Fried Cauli Rice - The Health & Wellbeing Studio

Fried Cauli Rice

This recipe is a super quick midweek meal that is great as a side or add leftover chicken or tempeh for added protein. Cauliflower is a seriously humble ‘superfood’ (maybe not quite as versatile as the coconut, but pretty close!). Rich in antioxidants, fibre and sulforaphane to protect and feed the gut, cauliflower may also help to reduce histamine being rich in vitamin C, and containing phytonutrients such as quercetin and rutin. This dish might become a spring staple to fight off seasonal sniffles.

  • Family friendly
  • Dairy Free
  • Gluten free options
  • Lactose Free
  • Oxalate friendly options
  • DinnerNut Free option
  • Freezable
  • Cooking with kids
  • Vegan options
  • Vegetarian
  • Lunchbox
  • Grain Free
  • Lunch
  • FODMAP options
  • Weight Loss Friendly
  • GAPS friendly options

Preparations time: 15mins
Cooking time: 10 minutes
Serves: 1


1 head cauliflower
1 tbsp coconut or olive oil
2 large eggs
1 tbsp grated fresh ginger
3 cloves garlic, minced
2 carrots, finely diced or grated
1 cup corn kernels, fresh or frozen
1 cup peas, fresh or frozen
4 spring onions, finely sliced
¼ cup cashews or pumpkin seeds
3 tbsp chopped chives, coriander, mint
2 tbsp tamari or low sodium soy sauce
1 tsp sesame oil


1. Cut cauliflower into florets.
2. In a food processor, pulse the florets until it resembles rice (you should end up with about 5-6 cups. Set aside.
3. Heat ½ tbsp oil in a large pan over medium heat, whisk eggs and add to pan and make a basic omelette.
4. Transfer the egg to a cutting board and thinly slice.
5. Add remaining oil into pan. Add the ginger and oil, stirring until fragrant, about 30secs. Stir in diced carrot and sauté for 2 mins. Stir in corn, peas and cauliflower, mixing thoroughly.
6. Cover the pan and cook until cauliflower is tender, approximately 5mins. Uncover and stir in eggs, green onions, cashews or seeds, herbs, any other optional ingredients and soy sauce and sesame oil to taste. Serve immediately.

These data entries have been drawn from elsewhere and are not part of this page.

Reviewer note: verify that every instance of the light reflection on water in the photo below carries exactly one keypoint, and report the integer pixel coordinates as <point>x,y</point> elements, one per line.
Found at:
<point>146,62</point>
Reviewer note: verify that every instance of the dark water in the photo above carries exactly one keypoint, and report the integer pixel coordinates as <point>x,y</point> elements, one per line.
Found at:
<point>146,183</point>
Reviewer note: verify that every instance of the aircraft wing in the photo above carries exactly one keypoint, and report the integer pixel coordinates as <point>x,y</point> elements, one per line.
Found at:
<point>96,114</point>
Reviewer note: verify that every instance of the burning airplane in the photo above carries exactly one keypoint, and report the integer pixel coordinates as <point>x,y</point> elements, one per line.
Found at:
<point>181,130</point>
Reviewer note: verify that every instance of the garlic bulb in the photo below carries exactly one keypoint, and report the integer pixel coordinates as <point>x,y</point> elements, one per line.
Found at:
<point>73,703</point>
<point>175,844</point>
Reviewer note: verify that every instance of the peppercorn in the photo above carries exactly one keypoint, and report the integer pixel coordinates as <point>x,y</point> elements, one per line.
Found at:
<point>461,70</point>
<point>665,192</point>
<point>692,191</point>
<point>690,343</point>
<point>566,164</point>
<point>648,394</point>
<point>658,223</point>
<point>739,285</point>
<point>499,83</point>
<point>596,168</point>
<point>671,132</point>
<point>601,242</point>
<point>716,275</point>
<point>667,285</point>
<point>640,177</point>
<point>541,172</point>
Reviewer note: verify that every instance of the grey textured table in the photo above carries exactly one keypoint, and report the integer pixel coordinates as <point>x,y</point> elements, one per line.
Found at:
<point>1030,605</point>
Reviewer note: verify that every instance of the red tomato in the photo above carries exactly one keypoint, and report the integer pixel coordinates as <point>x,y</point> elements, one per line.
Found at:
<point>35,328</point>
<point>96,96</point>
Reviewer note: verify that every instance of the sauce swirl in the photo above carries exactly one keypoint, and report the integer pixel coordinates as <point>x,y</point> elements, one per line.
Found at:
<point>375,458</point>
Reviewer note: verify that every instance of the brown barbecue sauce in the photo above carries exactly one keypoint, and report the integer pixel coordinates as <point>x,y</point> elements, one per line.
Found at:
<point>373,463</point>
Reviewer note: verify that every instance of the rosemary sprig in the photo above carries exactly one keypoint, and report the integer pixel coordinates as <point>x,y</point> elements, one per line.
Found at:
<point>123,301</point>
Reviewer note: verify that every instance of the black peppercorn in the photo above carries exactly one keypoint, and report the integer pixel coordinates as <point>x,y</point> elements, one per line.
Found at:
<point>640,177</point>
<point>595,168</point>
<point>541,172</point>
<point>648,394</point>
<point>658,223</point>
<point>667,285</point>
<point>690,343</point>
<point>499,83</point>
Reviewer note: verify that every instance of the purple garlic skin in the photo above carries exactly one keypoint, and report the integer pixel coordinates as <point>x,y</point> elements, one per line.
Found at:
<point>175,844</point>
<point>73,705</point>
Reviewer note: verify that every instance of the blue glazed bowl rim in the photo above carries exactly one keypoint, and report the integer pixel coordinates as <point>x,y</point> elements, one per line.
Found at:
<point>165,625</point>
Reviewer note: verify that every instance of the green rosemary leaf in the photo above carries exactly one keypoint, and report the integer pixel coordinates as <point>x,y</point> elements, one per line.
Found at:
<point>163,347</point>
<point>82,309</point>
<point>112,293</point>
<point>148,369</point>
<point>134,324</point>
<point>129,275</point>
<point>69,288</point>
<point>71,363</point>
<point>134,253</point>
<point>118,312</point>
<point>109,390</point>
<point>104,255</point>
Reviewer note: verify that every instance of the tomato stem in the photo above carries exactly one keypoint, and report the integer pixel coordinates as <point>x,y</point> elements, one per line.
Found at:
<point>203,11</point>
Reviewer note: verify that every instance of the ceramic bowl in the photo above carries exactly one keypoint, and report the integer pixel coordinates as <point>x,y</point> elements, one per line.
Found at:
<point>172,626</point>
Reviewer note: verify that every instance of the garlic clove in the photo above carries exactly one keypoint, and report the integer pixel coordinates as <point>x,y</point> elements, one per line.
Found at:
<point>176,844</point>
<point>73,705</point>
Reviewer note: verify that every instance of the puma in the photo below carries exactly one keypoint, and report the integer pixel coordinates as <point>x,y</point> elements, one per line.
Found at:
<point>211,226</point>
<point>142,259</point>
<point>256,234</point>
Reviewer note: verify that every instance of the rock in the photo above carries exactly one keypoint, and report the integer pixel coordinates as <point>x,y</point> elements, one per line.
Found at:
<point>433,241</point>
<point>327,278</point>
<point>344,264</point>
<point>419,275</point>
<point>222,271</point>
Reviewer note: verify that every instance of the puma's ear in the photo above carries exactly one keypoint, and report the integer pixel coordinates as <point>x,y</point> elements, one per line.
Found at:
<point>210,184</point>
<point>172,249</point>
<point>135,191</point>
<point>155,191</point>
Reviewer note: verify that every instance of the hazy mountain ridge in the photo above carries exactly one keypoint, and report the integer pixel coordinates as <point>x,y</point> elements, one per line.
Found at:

For a gluten free option, ensure a gluten free tamari is used.
For a vegan option, swap the eggs for silken tofu, or omit altogether.
For a nut free option, omit the cashews and only use the pumpkin seeds.
For a low FODMAP option, swap the cauliflower for broccoli. Omit the garlic, onion, corn and peas. Swap for chopped green beans, capsicum, and bamboo shoots.
For a GAPS friendly option, omit the soy sauce and tamari, or swap for coconut aminos.
For a low oxalate option, omit the sesame oil, cashews, pumpkin seeds and swap carrots for red capsicum.